Coming out of Convergence: Flashpoint Book One, I would oh-so-happily read a Question Renee Montoya series by Greg Rucka in the DC "Rebirth" universe; clearly the character reads just as freshly as she did back in the day. But I'm also plenty eager to pick up Dan Jurgens's Superman: Lois and Clark now; that Jurgens uses Professor Hamilton, for instance, shows the kind of deference to the past that I'm hoping for from the miniseries (though I also hope Jurgens leaves behind such dated dialogue as Jimmy Olsen saying, "Do watcha gotta"). In all this is a good start, plenty to make me continue on with the Convergence miniseries.

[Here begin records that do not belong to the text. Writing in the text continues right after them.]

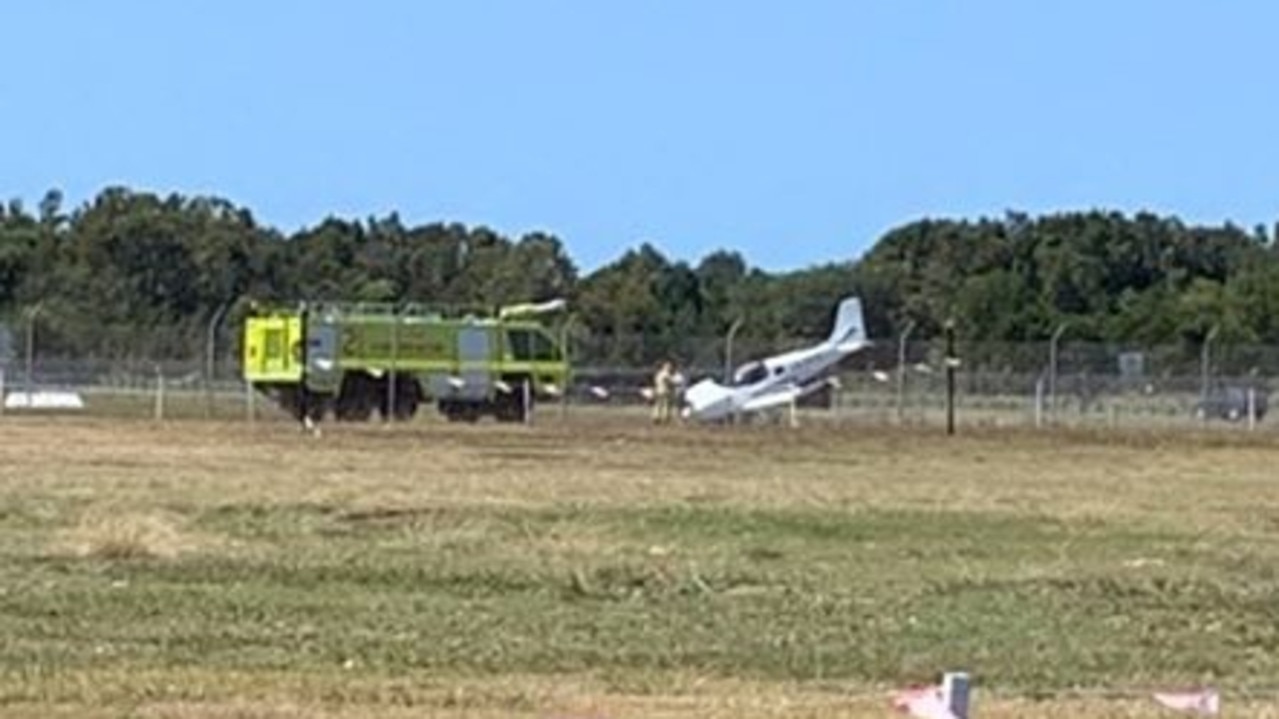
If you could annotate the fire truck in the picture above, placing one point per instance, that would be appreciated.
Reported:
(354, 360)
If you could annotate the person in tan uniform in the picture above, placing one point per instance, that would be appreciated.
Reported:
(664, 394)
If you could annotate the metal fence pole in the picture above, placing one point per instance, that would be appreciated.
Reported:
(392, 376)
(1205, 367)
(210, 356)
(1051, 369)
(728, 349)
(31, 348)
(159, 408)
(901, 372)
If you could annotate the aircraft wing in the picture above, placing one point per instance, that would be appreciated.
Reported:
(782, 397)
(771, 401)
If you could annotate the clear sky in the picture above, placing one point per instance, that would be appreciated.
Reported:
(796, 132)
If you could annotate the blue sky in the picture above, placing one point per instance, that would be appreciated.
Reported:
(793, 132)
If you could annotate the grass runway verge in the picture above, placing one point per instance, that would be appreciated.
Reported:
(606, 568)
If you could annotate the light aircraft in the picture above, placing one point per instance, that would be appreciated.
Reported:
(779, 380)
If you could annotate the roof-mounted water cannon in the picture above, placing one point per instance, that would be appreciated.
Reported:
(532, 308)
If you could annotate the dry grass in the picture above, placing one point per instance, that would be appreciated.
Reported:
(585, 499)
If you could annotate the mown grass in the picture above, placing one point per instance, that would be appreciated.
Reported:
(618, 569)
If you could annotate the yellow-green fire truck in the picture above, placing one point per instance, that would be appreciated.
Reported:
(352, 360)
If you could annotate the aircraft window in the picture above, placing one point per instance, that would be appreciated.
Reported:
(751, 374)
(544, 349)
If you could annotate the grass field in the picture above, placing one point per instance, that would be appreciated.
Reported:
(599, 567)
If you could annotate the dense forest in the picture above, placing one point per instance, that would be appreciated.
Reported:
(137, 274)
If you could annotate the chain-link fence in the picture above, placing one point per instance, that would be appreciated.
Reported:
(901, 381)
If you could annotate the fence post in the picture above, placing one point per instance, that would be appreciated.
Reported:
(1039, 402)
(1205, 367)
(956, 692)
(901, 372)
(392, 376)
(159, 408)
(1051, 367)
(525, 398)
(952, 361)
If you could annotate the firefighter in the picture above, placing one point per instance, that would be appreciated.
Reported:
(664, 393)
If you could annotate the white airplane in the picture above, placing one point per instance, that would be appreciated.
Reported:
(779, 380)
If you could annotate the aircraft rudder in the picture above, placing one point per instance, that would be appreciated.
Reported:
(849, 323)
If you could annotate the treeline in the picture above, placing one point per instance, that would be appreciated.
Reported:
(136, 274)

[Includes original covers, biography pages, issue pencils]
That theory about the outlines really rings true when you consider that all of the first issues have the same "I am Brainiac! Let the games begin!" page in the middle. That got really annoying by about the third mini I read.
ReplyDeleteBy the twentieth miniseries, I don't even read that dialogue, except to check in once in a while to see if any of the writers do anything different with it.
DeleteYeah, the Question, Nightwing/Oracle, and Superman were the top 3 reads of Convergence. Unsurprisingly, those are all characters that are actually paired with writers that made them work, as opposed to just surface-level fanservice, like with Alisa Kwitney's Batgirl.